29.04.2017 and 01.05.2017 9:30 a.m. – 05:00 p.m. and 06:00 p.m. – 09:00 p.m.
Logan Center for the Arts
University of Chicago
915 E. 60th St.
Chicago, IL, US


What is an Artistic Practice of Human Rights?

What is an Artistic Practice of Human Rights? is a multi-day summit hosted by the University of Chicago and composed of a group of distinguished international artists who will propose, examine, and challenge the ways in which creative cultural resistance can broaden our collective understanding of human rights.  

Through artist performances and presentations on April 29 and a public forum on May 1, the summit will delve deeply into how artists are utilizing creative expression to frame conversations and advance action around myriad human rights issues, from criminal justice to LGBTQ rights, youth violence to poverty, immigration rights to refugee crises, and other areas where the personal intersects the political. Co-presented by the Gray Center for Arts and Inquiry, the Logan Center for the Arts, and the Pozen Family Center for Human Rights.

Artists: Lola Arias, Jelili Atiku, Tania Bruguera, Sandi Hilal and Alessandro Petti of Decolonizing Architecture Art Residency, Carlos Javier Ortiz, and Laurie Jo Reynolds .

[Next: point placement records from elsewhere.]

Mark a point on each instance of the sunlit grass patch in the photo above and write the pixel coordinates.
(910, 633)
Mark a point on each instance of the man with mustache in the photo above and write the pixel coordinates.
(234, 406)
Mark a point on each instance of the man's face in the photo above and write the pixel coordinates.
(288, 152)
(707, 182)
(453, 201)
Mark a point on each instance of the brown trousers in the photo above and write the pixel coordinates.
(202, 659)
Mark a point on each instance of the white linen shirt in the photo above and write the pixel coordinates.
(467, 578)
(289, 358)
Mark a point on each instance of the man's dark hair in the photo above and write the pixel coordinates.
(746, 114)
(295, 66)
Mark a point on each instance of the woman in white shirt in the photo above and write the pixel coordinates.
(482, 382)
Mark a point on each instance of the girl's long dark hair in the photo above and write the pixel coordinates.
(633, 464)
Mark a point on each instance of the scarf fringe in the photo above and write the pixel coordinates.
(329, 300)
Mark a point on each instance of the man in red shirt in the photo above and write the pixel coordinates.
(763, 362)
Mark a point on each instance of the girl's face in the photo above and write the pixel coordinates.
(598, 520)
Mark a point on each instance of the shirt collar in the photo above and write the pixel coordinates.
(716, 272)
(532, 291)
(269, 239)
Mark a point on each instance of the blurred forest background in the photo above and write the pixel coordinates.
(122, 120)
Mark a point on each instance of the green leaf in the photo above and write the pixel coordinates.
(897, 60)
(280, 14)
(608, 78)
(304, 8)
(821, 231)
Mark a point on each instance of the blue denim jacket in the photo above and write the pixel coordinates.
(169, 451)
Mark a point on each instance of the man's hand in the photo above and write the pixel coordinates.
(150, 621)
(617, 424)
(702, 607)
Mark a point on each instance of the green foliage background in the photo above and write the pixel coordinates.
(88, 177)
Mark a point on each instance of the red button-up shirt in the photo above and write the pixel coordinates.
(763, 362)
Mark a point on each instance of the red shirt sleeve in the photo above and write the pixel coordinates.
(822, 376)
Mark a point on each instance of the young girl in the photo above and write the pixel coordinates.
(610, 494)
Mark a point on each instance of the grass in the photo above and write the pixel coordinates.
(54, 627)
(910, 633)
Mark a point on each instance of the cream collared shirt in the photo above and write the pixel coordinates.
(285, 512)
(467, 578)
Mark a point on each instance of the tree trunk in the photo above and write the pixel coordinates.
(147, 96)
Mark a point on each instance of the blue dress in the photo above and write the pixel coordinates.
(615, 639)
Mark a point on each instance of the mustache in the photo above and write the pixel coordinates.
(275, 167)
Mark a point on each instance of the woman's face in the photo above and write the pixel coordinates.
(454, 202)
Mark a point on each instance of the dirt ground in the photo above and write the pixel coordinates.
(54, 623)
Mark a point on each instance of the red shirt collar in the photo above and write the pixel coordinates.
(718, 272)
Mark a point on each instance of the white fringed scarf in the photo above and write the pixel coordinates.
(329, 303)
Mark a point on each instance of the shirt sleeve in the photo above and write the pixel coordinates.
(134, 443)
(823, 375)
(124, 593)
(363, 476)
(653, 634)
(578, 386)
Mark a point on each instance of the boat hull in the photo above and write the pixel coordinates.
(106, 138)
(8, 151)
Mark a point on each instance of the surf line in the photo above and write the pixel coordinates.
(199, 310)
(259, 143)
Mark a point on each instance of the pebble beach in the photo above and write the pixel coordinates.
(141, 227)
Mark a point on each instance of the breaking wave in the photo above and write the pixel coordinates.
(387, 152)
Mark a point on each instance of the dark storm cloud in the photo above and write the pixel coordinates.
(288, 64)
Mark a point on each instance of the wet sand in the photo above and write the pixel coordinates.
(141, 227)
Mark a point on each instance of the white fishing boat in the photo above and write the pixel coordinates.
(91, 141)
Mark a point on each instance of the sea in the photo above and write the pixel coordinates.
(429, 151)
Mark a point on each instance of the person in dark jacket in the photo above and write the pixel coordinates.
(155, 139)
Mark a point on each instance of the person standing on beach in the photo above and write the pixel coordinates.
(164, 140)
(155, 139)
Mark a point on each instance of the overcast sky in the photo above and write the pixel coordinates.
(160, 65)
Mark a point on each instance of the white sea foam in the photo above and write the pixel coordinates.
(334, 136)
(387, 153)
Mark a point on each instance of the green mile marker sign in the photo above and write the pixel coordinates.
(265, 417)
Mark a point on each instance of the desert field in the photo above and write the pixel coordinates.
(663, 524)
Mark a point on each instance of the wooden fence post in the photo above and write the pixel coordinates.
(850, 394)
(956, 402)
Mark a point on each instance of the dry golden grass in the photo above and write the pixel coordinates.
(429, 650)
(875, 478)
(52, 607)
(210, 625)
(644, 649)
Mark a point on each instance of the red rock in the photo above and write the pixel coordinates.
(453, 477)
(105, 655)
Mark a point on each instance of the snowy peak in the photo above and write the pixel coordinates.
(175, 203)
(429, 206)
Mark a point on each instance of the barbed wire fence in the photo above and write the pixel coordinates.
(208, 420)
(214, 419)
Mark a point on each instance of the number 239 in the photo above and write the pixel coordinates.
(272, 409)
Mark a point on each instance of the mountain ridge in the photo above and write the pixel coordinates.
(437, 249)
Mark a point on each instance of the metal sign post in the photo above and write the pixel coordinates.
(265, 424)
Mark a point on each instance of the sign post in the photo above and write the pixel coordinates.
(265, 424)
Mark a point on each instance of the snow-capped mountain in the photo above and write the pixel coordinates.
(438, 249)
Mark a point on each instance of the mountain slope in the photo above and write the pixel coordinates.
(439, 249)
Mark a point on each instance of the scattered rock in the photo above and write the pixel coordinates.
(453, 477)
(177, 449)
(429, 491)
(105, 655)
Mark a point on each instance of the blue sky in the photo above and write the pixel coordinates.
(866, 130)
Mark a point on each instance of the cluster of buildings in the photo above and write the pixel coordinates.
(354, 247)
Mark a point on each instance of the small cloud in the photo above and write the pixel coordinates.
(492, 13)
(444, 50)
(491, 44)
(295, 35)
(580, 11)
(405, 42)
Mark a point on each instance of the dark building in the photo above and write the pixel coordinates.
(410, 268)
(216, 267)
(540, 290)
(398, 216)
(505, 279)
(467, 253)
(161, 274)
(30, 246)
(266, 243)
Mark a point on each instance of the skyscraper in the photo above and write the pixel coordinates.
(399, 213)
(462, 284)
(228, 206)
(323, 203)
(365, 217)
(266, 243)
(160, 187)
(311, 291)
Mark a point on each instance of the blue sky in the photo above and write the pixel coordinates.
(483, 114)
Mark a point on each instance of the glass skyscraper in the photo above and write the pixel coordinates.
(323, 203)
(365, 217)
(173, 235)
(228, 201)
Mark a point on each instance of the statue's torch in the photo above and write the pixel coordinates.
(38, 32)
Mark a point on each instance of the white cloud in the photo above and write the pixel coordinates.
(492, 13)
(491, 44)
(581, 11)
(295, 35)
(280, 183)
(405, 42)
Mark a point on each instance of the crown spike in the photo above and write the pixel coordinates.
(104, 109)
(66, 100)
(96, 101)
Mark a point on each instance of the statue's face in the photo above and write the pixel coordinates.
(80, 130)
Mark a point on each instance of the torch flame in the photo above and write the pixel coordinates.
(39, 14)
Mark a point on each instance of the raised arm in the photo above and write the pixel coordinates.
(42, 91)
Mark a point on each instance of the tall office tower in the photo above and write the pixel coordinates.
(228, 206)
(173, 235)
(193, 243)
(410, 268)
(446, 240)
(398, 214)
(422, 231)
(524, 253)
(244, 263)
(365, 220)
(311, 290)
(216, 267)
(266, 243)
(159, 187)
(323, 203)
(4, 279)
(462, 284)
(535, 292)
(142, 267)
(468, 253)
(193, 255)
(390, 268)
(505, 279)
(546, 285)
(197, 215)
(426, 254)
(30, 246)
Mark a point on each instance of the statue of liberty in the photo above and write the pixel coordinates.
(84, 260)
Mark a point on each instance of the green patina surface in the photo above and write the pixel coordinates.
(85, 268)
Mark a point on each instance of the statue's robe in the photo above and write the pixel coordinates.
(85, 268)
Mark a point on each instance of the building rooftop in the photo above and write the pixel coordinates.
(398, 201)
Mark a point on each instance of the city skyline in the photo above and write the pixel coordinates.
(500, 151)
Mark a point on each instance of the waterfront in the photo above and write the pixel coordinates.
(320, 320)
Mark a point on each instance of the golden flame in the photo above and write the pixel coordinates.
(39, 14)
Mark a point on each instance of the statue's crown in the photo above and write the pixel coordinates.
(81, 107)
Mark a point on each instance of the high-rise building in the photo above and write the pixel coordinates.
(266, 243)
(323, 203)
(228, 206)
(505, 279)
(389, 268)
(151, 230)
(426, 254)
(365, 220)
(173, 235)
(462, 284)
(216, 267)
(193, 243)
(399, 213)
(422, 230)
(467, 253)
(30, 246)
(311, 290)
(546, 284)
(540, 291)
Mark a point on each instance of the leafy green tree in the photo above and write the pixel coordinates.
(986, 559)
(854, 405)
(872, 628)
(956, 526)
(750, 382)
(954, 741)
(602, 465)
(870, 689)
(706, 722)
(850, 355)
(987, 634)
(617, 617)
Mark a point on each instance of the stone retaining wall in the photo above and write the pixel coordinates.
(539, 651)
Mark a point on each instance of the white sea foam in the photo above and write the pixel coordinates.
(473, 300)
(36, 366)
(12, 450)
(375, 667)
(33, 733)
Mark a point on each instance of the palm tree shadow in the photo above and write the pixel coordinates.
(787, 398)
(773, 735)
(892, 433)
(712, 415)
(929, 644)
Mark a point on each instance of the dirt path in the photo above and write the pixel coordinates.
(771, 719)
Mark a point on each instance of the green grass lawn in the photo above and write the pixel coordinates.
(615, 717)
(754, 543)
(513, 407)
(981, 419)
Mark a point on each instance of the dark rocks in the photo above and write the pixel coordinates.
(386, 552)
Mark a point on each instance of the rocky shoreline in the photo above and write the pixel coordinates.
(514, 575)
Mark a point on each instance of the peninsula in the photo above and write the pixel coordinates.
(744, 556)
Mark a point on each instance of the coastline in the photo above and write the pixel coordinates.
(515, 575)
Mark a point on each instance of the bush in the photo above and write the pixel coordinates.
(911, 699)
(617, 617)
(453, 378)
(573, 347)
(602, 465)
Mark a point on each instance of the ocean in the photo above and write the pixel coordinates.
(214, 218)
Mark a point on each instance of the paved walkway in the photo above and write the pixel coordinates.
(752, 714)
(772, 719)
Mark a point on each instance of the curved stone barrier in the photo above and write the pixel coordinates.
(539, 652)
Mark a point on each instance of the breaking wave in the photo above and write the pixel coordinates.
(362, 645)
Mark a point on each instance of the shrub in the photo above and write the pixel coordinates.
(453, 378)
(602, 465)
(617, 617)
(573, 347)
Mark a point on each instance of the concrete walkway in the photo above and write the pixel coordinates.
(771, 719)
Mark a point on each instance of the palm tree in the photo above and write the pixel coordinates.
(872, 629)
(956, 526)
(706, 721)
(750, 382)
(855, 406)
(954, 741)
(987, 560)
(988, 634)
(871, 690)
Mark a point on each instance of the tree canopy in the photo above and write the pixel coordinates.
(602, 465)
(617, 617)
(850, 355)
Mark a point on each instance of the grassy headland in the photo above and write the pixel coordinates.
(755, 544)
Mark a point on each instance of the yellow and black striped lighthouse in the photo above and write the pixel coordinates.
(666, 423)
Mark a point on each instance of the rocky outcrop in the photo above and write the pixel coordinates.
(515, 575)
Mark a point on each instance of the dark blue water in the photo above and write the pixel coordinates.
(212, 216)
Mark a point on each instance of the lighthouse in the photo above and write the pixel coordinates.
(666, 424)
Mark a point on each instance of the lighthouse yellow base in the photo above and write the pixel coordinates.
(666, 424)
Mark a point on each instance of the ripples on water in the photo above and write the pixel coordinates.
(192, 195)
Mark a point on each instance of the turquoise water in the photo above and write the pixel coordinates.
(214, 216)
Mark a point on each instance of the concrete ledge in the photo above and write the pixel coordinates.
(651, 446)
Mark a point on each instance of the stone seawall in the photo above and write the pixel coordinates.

Curated by Mark Bradley, Zachary Cahill, Leslie Buxbaum Danzig, Leigh Fagin, Susan Gzesh, David Levin, Steven Rings, Jacqueline Stewart, Sonali Thakkar and Yesomi Umolu (University of Chicago) and Thomas Keenan (Bard College).

What is an Artistic Practice of Human Rights? is presented alongside the Weinberg/Newton Gallery exhibition In Acts, featuring works by each of the summit artists. The exhibition runs April 7-June 10. 

Artist Presentations

Day one features an immersive day of artist presentations to include performances, screenings, conversations, and lectures. Each artist has been provided with a 45-minute slot during which they will either deliver a presentation about their particular practice and the ways in which it illuminates human rights issues, or present a work of art created specifically for the summit. 

Public Forum

Day two features an open forum with the summit artists, including a Q&A and the opportunity for attendees to engage in dialogue with one another.